1. Technical Field
The present invention relates to a functional device and a manufacturing method thereof, and particularly, to a functional device in which a functional structure of an MEMS (microelectromechanical system) or the like is disposed in a cavity configured in a substrate, and a manufacturing method thereof.
2. Related Art
In general, an MEMS (microelectromechanical system) acting as a functional device is manufactured as various electronic parts utilizing a micropatterning technology used in a semiconductor manufacturing process or the like. In many cases, at least one portion of MEMS structures is contained and disposed inside a cavity configured in a substrate, and the cavity is hermetically sealed from above by a cover when necessary, and put into a condition in which it is depressurized and sealed, or a condition in which a specialty gas is sealed in it.

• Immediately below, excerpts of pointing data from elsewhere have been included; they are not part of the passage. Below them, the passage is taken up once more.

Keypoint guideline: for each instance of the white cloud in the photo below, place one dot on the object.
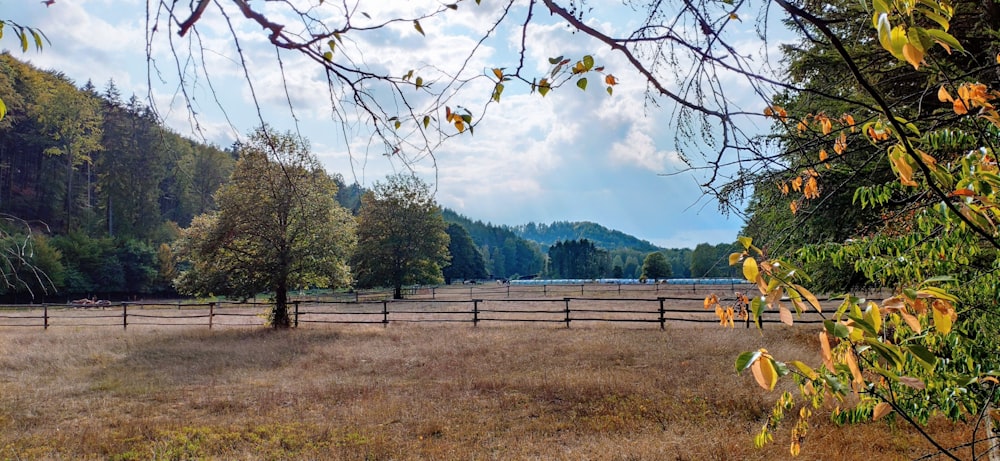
(640, 150)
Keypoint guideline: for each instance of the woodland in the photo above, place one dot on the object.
(878, 171)
(104, 190)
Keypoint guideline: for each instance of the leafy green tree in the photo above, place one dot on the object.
(466, 261)
(71, 121)
(578, 259)
(278, 228)
(656, 267)
(402, 236)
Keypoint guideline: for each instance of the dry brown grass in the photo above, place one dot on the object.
(407, 392)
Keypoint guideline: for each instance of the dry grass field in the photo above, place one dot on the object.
(410, 392)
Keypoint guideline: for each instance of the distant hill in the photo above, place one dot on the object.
(609, 239)
(507, 255)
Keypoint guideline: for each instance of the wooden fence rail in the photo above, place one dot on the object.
(567, 311)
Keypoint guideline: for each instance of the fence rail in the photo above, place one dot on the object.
(425, 308)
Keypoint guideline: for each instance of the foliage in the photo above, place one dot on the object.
(402, 236)
(506, 254)
(467, 262)
(710, 260)
(131, 179)
(578, 259)
(278, 227)
(656, 267)
(928, 231)
(609, 239)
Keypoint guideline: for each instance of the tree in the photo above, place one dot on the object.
(466, 261)
(656, 267)
(934, 133)
(402, 237)
(278, 227)
(578, 259)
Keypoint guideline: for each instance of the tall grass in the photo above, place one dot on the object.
(408, 392)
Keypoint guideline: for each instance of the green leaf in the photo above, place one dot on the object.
(543, 87)
(497, 91)
(836, 329)
(889, 352)
(945, 38)
(745, 360)
(745, 241)
(927, 357)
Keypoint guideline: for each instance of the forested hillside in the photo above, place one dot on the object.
(98, 181)
(506, 254)
(609, 239)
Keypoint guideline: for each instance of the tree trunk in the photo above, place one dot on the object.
(279, 316)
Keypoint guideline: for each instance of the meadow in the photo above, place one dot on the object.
(412, 391)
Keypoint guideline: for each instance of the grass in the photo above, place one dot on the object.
(410, 392)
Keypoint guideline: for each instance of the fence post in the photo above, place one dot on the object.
(567, 311)
(385, 313)
(663, 320)
(475, 312)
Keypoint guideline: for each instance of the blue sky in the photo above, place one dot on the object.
(570, 156)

For example, in JP-A-2004-314292, a sealing structure is described which is configured by a method of, after forming an MEMS structure together with a sacrifice layer, and forming an insulating layer on the MEMS structure, forming a first sealing layer, which includes a vent, on the insulating layer, etching away the insulating layer and the sacrifice layer through the vent, forming a cavity and, after introducing a gas into the cavity, by forming a second sealing layer on the first sealing layer, closing the vent.
Also, in JP-A-2006-263902, a method similar to the heretofore described one is described whereby, in a structure in which a semiconductor integrated circuit device (CMOS) and an MEMS structure are monolithically configured, a cavity is formed at the same time, using a MOSFET wiring formation technology.
However, in the structure in which the cavity is hermetically sealed with the MEMS structure disposed therein in the way heretofore described, for example, in a case in which a first cover layer including apertures is formed, and a cavity is formed by an etching through the apertures, when the cavity is washed with water after the etching, and subsequently dried, the first cover layer may become depressed inward along with a lowering of a water level in the cavity. Also, in a case in which a second cover layer is subsequently laminated onto the first cover layer, and the cavity is depressurized and sealed, a cover may be depressed inward by an external pressure due to a pressure difference between inside and outside. This kind of depression of the cover, in some cases, causing a poor operation due to the cover making contact with the MEMS structure, or the like, may result in a reduction in an electronic device manufacturing yield, or a reduction in a product quality.
Furthermore, as an aspect of the cover covering the cavity also varies depending on a difference in thermal expansion caused by a layer structure of the cover, a change in manufacturing conditions, or the like, a deformation, such as the inward depression or an outward protrusion, may be caused not only at the heretofore described drying time, and depressurization and sealing time, but by another factor such as an internal stress of a laminate structure, and this may affect the product quality, such as by causing a variation in device characteristics.